The Nationalist government was also faced with mounting pressure from many Chinese intellectuals who called for end to civil war and a peaceful coalition government. One of the most noticeable sources of protest was the National Southwestern Associated University, located in Kunming, Yunnan Province, southwestern China (close to southeast Asia). The National Southwestern Associated University consisted of students and faculty members of three prestigious universities, National Tsinghua University, National Peking University, and Private Nankai University, evacuated from Beijing and Tianjin, two northern cities because of the Japanese invasion, to the remote southwest that was not occupied by the Japanese. Two graduates from the university, Yang Zhenning and Li Zhengdao, later went to study in the United States and eventually won the Nobel Prize for Physics. Some faculty members were politically active. The majority of the faculty members were not Communists, but they wanted a cessation of war after Japan was defeated. Many other intellectuals in one way or another associated with the university were also working hard to forge a new united front of peace between the Nationalists and Communists. One of them, Li Gongpu, a veteran Nationalist who had participated in the Northern Expedition (1926-28), who had studied in the U.S. (1927-30) after the Nationalists split with the Communists, and who became a progressive journal editor after his return to Shanghai in 1930, because of his vocal support to forge a Nationalist-Communist alliance, was gunned down by Nationalists in July 1946. Four days later, after his funeral, his friend Wen Yiduo, professor of Chinese literature at Tsinghua University, because of his criticism of the autocracy of the Nationalist government, was gunned down right after he stepped out of Li's funeral. Both assassinations took place during George Marshall's mediation trip in China. Many American institutions called for ending U.S. economic support to the Nationalist government after learning the assassinations.

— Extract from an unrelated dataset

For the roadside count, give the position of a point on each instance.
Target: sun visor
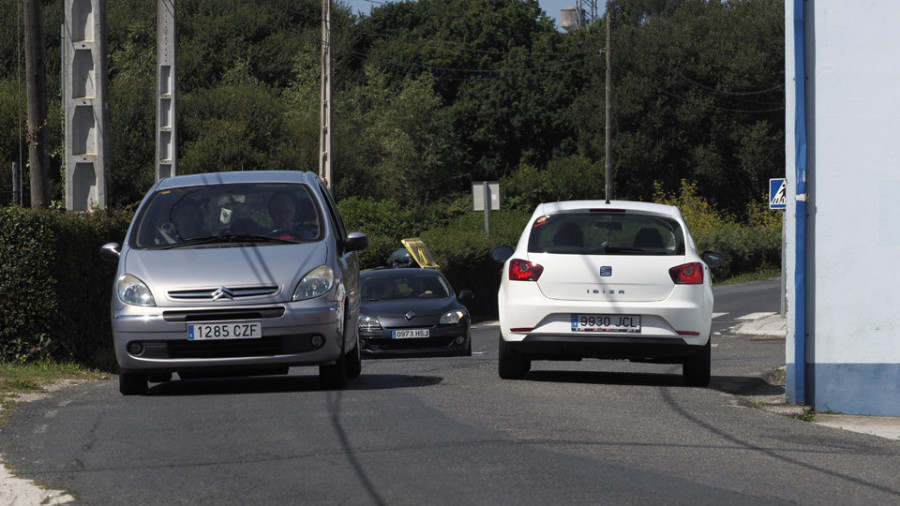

On the part of the Communists, they were equally insistent that they would not compromise with the Nationalists. Perhaps Mao could not forget how the Nationalists purged the Communists on those bloody days/nights of April and May of 1927 and how, after the Communists evacuated to the Jinggang Mountains in Jiangxi Province and started guerrilla warfare, his own wife and three children were arrested by the local warlord of Hunan Province, with his wife eventually beheaded, and his three children wandering as orphans. He was able to recover only two of them, with one of the two mentally traumatized. Civil war started. The Communists, because of the popular support they received from land they recovered from the Japanese in northern China (including in Manchuria), quickly, though after some bloody large scale battles, took over half of China. 

In January 1949, Chiang Kaishek feigned resigning from his presidency to dodge criticism of his presidency. Li Zongren, one of his colleagues, became the interim president. Chiang used his time off to busy prepare for the removal of his government to Taiwan, a Chinese island province about 100 miles off the southern Chinese coast. The battle of Nanjing of April 1949 was the last major battle between the Communists and Nationalists, because being the capital of the Nationalist government, Nanjing was the most fortified Chinese city in southern China. By then the majority of the Nationalist troops had already moved to Taiwan, made possible with American transportation. Even though his support to the Nationalists was reluctant, in principle President Truman felt he was obliged to support a "republican" regime against its encroaching Communist opponents.

Nationalist policies after 1945 were further jeopardized by the loss of financial control (at least partly because of money spent on crushing the Communists). Skyrocketing inflation in 1947-1949, and corresponding maltreatment of Nationalist soldiers, many of whom died of starvation and lacked proper winter clothes, led to large numbers of Nationalist defection to the Communist side, low Nationalist morale, and popular support to the Communists. The Communists officially declared their victory as the government of China on Oct.1, 1949, and redesignated Beijing as the Chinese capital.